Figure 1. Malicious spam message
Clicking the Play button leads to the following URL:
http://[DOMAIN]/message/i9X8PSVcFk0n0QqhGNTJmh8e3/XSunSgPKMsrzQ7Y7s=/play
Instead of playing the voicemail, malware is actually delivered to the computer.
On December 19 spammers changed their content template from voicemail to a fake delivery failure notification from large retailers. How do we know this as the same attack? There are various clues in the message (including same type of hijacked URLs being used), but most obvious is the mistake the spammer made by using the same header as the first sample, indicating a missed voicemail, while the body of the message indicates a delivery failure notification from a retailer.
Figure 2. Wrong spam email subject reveals single spam campaign
Oops! This was obviously a mistake on the spammer’s part as the content was quickly fixed (in four minutes, or possibly sooner).
Figure 3. Fixed spam email subject
Two additional retailers were also spoofed as part of this particular spam campaign. The structure of the messages remained the same, but the spammers used a variety of hijacked URLs as a call-to-action, which changed the directory paths. This spam campaign hid the spam content in various first directories, but eventually used several directories over time.
Figure 4. Spammer uses various content directory names over time
This spammer preferred to use one particular directory path at a time, and then move on to the next one, rather than distributing the spam across multiple options all at once.
Another change occurred on January 7, when holiday shopping activity had presumably declined. Rather than using fake delivery notification from a large retailer, the spammers switched to spoofing a large utility company.
Figure 5 Spam campaign switches from retailer to utility company spoofing
The spammer made the same mistake once again with an email subject header that indicates a delivery notification from a retailer, but a body message showing an energy utility statement.
Figure 6. Another wrong spam email subject reveals single spam campaign
Oops again! This mistake was soon fixed with a corrected email subject.

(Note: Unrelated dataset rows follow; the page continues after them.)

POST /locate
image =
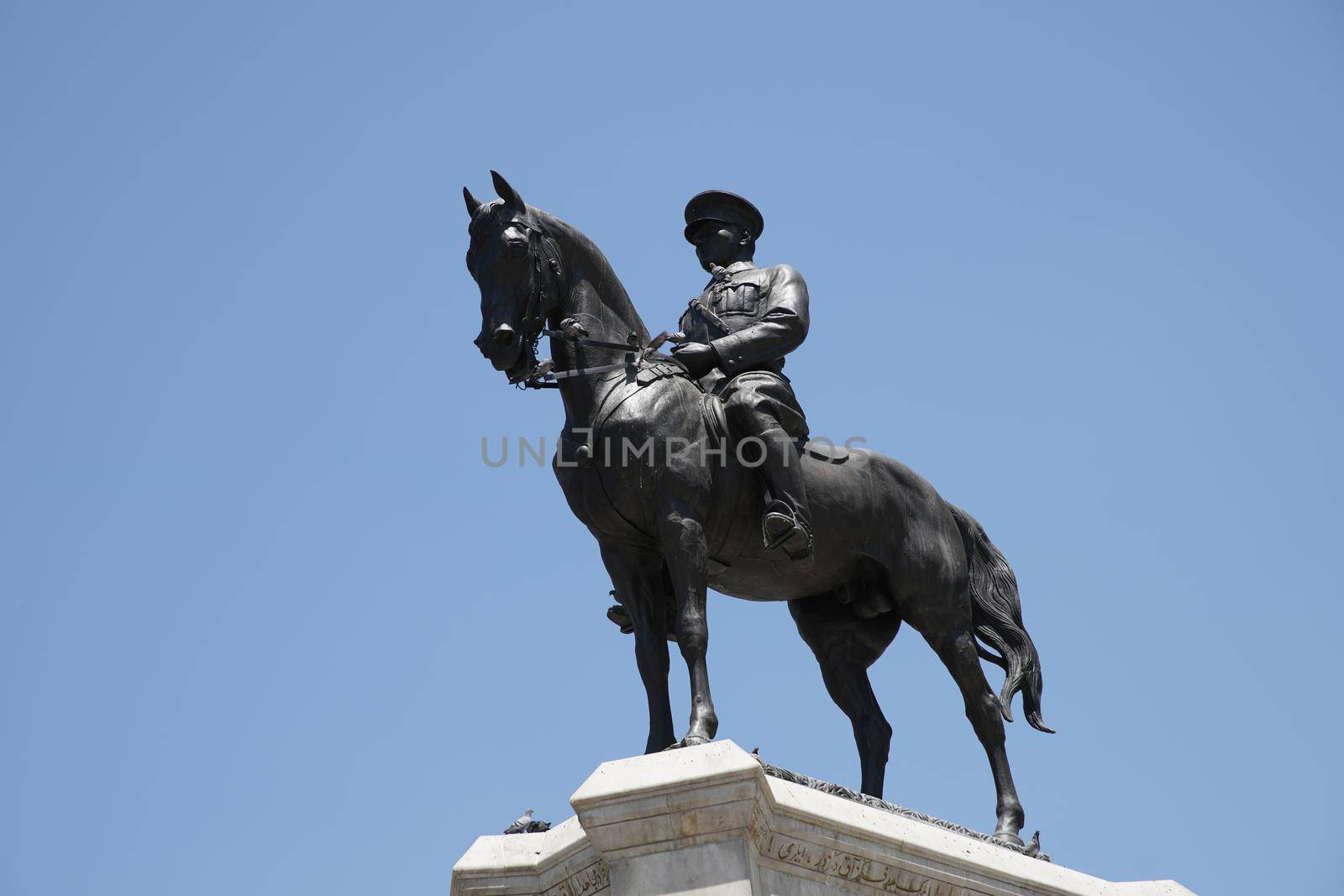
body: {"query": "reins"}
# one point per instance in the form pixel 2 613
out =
pixel 541 304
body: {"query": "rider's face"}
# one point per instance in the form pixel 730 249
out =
pixel 719 244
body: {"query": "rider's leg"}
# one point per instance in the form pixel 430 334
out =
pixel 764 406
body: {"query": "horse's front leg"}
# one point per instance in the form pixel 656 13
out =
pixel 638 584
pixel 682 537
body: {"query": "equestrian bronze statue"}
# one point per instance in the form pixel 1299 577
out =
pixel 656 469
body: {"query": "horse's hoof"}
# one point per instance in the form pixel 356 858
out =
pixel 690 741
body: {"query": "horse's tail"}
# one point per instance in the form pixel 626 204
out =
pixel 996 618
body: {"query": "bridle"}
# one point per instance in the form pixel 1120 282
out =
pixel 542 301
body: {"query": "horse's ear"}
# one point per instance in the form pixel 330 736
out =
pixel 507 194
pixel 474 207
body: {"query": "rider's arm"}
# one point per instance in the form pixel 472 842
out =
pixel 781 331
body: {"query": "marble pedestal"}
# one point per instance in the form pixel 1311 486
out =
pixel 709 820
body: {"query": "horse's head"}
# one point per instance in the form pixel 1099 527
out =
pixel 519 271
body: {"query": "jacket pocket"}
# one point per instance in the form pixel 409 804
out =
pixel 743 298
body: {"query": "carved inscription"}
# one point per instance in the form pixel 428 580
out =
pixel 593 879
pixel 833 862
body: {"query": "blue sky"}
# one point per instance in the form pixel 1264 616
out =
pixel 269 625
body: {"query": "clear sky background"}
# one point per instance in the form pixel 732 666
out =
pixel 269 625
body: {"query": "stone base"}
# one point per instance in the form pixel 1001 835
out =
pixel 709 820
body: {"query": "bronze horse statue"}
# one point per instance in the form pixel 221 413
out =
pixel 678 520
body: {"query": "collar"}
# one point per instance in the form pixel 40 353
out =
pixel 732 270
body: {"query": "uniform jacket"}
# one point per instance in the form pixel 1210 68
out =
pixel 764 313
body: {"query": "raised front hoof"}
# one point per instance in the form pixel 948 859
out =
pixel 690 741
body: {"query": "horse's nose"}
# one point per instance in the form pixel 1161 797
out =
pixel 504 336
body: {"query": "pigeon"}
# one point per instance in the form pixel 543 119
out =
pixel 521 825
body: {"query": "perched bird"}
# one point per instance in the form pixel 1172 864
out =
pixel 522 825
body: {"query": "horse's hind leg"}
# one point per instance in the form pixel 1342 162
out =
pixel 642 586
pixel 956 647
pixel 846 647
pixel 682 537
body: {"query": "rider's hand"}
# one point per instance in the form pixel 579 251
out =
pixel 698 358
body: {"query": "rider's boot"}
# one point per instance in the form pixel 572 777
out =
pixel 785 523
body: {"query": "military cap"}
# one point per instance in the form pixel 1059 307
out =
pixel 730 208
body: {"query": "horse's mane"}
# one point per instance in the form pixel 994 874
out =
pixel 588 264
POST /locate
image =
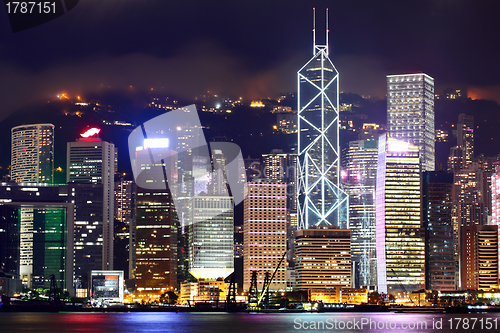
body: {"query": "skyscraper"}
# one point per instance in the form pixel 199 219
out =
pixel 495 201
pixel 90 161
pixel 410 113
pixel 400 243
pixel 156 247
pixel 264 232
pixel 465 139
pixel 479 256
pixel 462 156
pixel 211 237
pixel 359 177
pixel 32 153
pixel 320 199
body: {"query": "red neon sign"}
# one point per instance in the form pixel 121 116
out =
pixel 90 132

Figure 7. Fixed spam email subject
Why did these spammers chose to use utility statements for their spam content? They may be leveraging consumer fear of a large electricity bill due to the Christmas holiday period to make their spam message more enticing to click on. The spam message contains a large bill, and that piques the recipient’s interest enough to make the spam campaign a success.

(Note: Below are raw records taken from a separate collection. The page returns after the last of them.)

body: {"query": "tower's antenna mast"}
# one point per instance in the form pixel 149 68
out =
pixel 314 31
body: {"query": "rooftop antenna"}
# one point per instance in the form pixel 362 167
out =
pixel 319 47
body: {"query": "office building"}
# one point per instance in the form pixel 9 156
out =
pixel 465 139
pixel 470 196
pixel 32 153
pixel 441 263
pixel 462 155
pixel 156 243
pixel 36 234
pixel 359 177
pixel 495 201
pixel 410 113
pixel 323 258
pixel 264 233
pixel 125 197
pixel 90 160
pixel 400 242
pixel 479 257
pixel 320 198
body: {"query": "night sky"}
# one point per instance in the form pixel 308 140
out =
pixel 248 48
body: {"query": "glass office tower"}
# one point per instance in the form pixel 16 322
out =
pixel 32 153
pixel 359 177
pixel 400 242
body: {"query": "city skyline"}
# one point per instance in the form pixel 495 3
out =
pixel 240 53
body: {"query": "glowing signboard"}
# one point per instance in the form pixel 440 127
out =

There was a small spike in retailer-spoofed spam on January 12, well after the utility spam increased in volume. Those messages, while retaining the overall structure of the previous campaigns, dropped the reference to the Christmas holiday.
Figure 8. Post-Christmas delivery notification spam
As the above examples have demonstrated, spammers are always attempting to make their spam messages undetectable by spam filters. They also want to appeal to recipients by pretending the spam contains some legitimate content. In this particular case, clicking on the link leads to a .zip file download containing Trojan.Fakeavlock malware.
There will be more avenues for spammers to entice recipients to click on spam messages as we live more of our lives online. These same spam strategies will continue. Unfortunately, this means that Web users must continue to be on high alert for spam and observe the following best practices to stay protected:
- Exercise caution when receiving unsolicited, unexpected, or suspicious emails
- Avoid clicking on links in unsolicited, unexpected, or suspicious emails
- Avoid opening attachments in unsolicited, unexpected, or suspicious emails
- Keep security software up-to-date
- Update antispam signatures regularly
Symantec constantly monitors spam attacks to ensure that users are kept up-to-date with information on the latest threats.